A few years ago, the new federal courthouse building in towntown Minneapolis commissioned a renowned landscape architect, Martha Swartz, to create a public plaza between the courthouse and city hall.

It was a peculiar-looking thing, extremely avante guarde to my way of thinking. I pretty much hated it, as I prefer natural-looking landscapes, and this was one was strange, to say the least. The concrete plaza was interrupted with tear-drop shaped mounds of dirt and grass, placed at a steep pitch, arranged diagonally across the plaza. Concrete cast logs served as benches, with other wire mesh benches also placed in diagonal patterns.
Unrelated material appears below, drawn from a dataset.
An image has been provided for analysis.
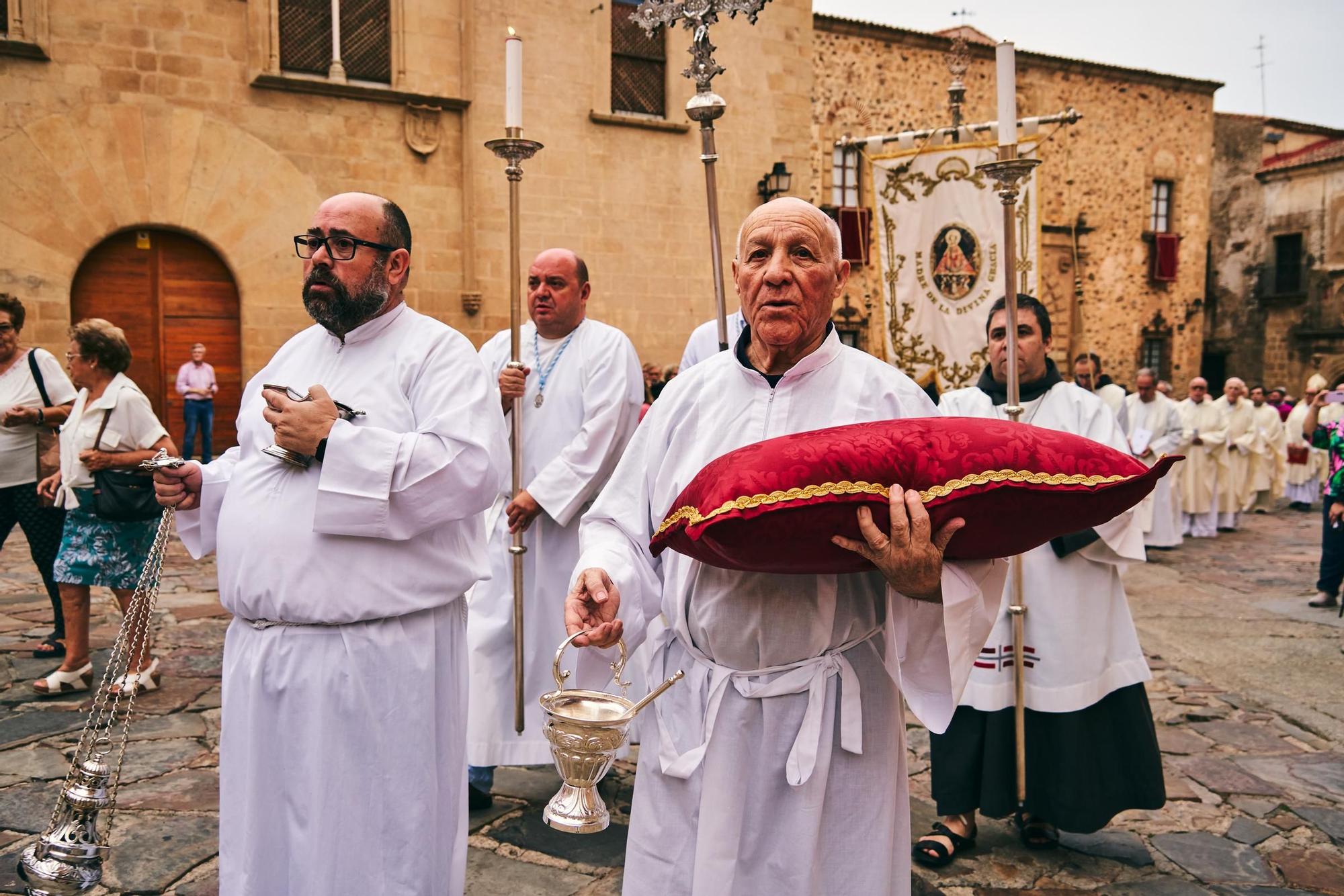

Crossing the plaza was an exercise in zig-zagging among the mounds of grass, the concrete logs, the benches.

The arrangment was in large part done this way as a hindrance to potential terrorist attack, as the plaza was rendered virtually impossible for a truck loaded with explosives to cross. No Oklahoma City potential here. This was partially the reason for my distain, since capitulation to this kind of paranoia always annoys me.



Some years later, this plaza is the place where I wait for my commuter bus home from the office, and it has become one of my favorite parts of the downtown landscape. By late afternoon, nearby buildings have blocked the sun, throwing a cool, comfortable shade across the plaza. The grassy knolls undulate gently in the wind, and the jack pines planted in them not only cast shade, but give the plaza a pleasant pine-needle aroma. Waiting for a bus here is among the most pleasant things imaginable, and I have been known to leave work early, or let the first bus line go through, simply in order to spend some extra time here.

Martha Swartz, I stand corrected. I've even looked up your web site, and in the future will visit other public landscapes you've designed.